Comme l'a également estimé la Cour populaire supérieure de la province du Guangdong dans son ordonnance n° (2019) Yue Minshen 5237 : «Les sociétés susmentionnées présentent des éléments indiciatifs tels que l'octroi mutuel de prêts, la location de locaux entre elles, l'identité des actionnaires, le cumul croisé de fonctions des cadres dirigeants, la détention croisée de participations par les actionnaires, l'existence de liens de parenté entre les actionnaires, etc. Sur cette base, la cour de deuxième instance a reconnu le bien-fondé de la prétention alléguée par LI Xianbin et autres selon laquelle la confusion de la personnalité juridique entre les sociétés susmentionnées résulte de la confusion de leurs finances et de leurs rapports de connexité, ce qui n'est entaché d'aucune irrégularité.»

Ainsi, bien que les participations croisées entre sociétés à responsabilité limitée ordinaires ne soient pas contraires aux dispositions légales, elles s'exposent, lors des actions intentées par les créanciers, au risque d'être reconnues en situation de confusion de personnalité juridique par le tribunal et d'assumer en conséquence la responsabilité solidaire ou complémentaire. Ce point mérite une attention particulière dans la pratique judiciaire.

VI. Avis et suggestions

Dans la pratique, les participations croisées, en tant qu'outil, peuvent générer à la fois des effets positifs et des impacts négatifs. Elles ne comportent cependant pas en elles-mêmes de bien ou de mal absolus, et leur qualification dépend des modalités de mise en œuvre concrètes. Comment réduire les problèmes induits par les participations croisées, tout en garantissant la réalisation de leurs objectifs visés ?

1. La proportion des participations croisées ne doit pas être trop élevée. Lorsque celle-ci est relativement élevée, l'influence et le contrôle exercés entre les sociétés sont également plus importants, ce qui affectera de manière significative la structure de gouvernance d'entreprise. Il est donc recommandé de maintenir cette proportion à un niveau relativement faible.

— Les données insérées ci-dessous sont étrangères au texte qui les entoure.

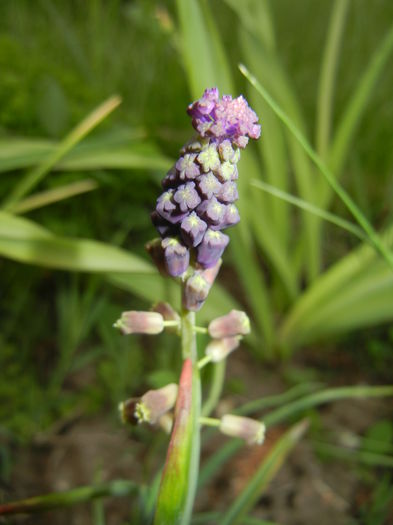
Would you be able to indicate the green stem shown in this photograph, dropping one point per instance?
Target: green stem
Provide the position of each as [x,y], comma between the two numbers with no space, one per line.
[209,421]
[215,389]
[204,361]
[189,350]
[180,476]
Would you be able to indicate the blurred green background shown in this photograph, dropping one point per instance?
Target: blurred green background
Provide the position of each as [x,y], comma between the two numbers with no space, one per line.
[59,355]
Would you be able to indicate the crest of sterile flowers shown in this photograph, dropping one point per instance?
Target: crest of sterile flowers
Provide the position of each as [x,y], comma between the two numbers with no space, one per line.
[225,118]
[200,192]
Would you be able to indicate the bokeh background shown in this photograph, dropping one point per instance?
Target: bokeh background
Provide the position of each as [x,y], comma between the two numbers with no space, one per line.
[321,303]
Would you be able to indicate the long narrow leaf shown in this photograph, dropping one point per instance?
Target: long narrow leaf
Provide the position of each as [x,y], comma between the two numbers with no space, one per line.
[202,51]
[58,194]
[357,291]
[326,396]
[261,479]
[289,410]
[76,135]
[356,107]
[319,212]
[328,75]
[117,488]
[339,190]
[24,241]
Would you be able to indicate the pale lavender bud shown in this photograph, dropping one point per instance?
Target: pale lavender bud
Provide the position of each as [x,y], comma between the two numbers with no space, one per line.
[163,227]
[171,179]
[195,292]
[166,422]
[226,150]
[227,171]
[192,229]
[187,197]
[187,167]
[150,407]
[232,324]
[208,185]
[219,349]
[193,145]
[209,158]
[211,248]
[176,256]
[167,312]
[212,211]
[228,192]
[134,322]
[210,274]
[251,430]
[231,216]
[165,204]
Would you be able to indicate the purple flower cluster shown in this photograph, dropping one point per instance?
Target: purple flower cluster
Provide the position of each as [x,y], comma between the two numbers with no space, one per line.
[200,189]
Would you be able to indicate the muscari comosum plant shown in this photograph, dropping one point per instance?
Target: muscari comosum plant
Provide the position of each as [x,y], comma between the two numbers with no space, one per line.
[196,205]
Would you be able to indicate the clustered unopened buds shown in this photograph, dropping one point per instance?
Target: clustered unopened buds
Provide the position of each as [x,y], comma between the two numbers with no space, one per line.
[196,205]
[200,190]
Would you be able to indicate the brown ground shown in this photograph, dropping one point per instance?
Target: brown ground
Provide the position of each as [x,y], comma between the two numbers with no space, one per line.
[306,491]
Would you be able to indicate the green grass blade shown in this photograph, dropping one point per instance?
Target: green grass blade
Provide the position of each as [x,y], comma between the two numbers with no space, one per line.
[32,178]
[203,54]
[257,18]
[319,212]
[24,241]
[257,405]
[360,275]
[354,455]
[117,488]
[116,150]
[267,66]
[339,190]
[212,518]
[261,479]
[288,411]
[356,107]
[328,76]
[325,396]
[367,301]
[58,194]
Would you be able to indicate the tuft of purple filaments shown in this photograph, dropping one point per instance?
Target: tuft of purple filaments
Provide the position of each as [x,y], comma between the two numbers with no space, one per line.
[200,189]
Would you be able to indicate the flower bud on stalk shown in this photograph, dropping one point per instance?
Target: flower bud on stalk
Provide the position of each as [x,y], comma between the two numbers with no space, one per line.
[150,407]
[169,314]
[134,322]
[219,349]
[200,189]
[251,430]
[234,323]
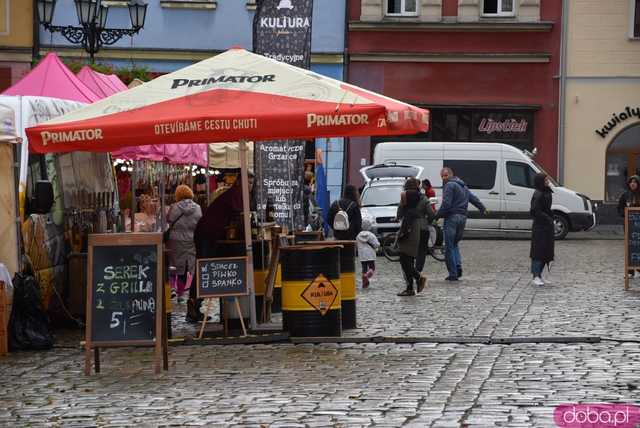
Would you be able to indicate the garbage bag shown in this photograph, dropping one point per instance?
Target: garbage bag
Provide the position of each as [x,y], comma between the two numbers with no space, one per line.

2. En matière de gouvernance d'entreprise, il est également possible de réduire les influences par le biais de la renonciation au droit de vote.

3. Sur la protection des droits et intérêts des actionnaires : il convient de clarifier les obligations d'apport de capital de toutes les parties, y compris la date d'apport, le mode d'apport, la responsabilité pour violation de contrat en cas de défaut d'apport à l'expiration du délai prescrit, les voies de recours, etc., afin de garantir l'exécution de leurs obligations d'apport de capital ; quant aux actionnaires minoritaires des sociétés à participations croisées, il convient de protéger dans toute la mesure du possible leurs droits fondamentaux dont ils bénéficient en qualité d'actionnaires.

4. Éviter la confusion de la personnalité juridique. Il convient d'éviter dans la mesure du possible l'identité de l'adresse du siège social, du personnel financier et d'autres éléments pertinents entre les sociétés. Toutes les sociétés doivent tenir une comptabilité claire, les opérations entre parties liées doivent être raisonnables et réalisées à des prix équitables, de manière à assurer l'indépendance financière de chacune d'elles.

En un mot, la participation croisée est un régime juridique relativement complexe. Lors de son application, il convient de faire valoir ses effets positifs, et d'éviter ou de réduire ses problèmes et risques juridiques.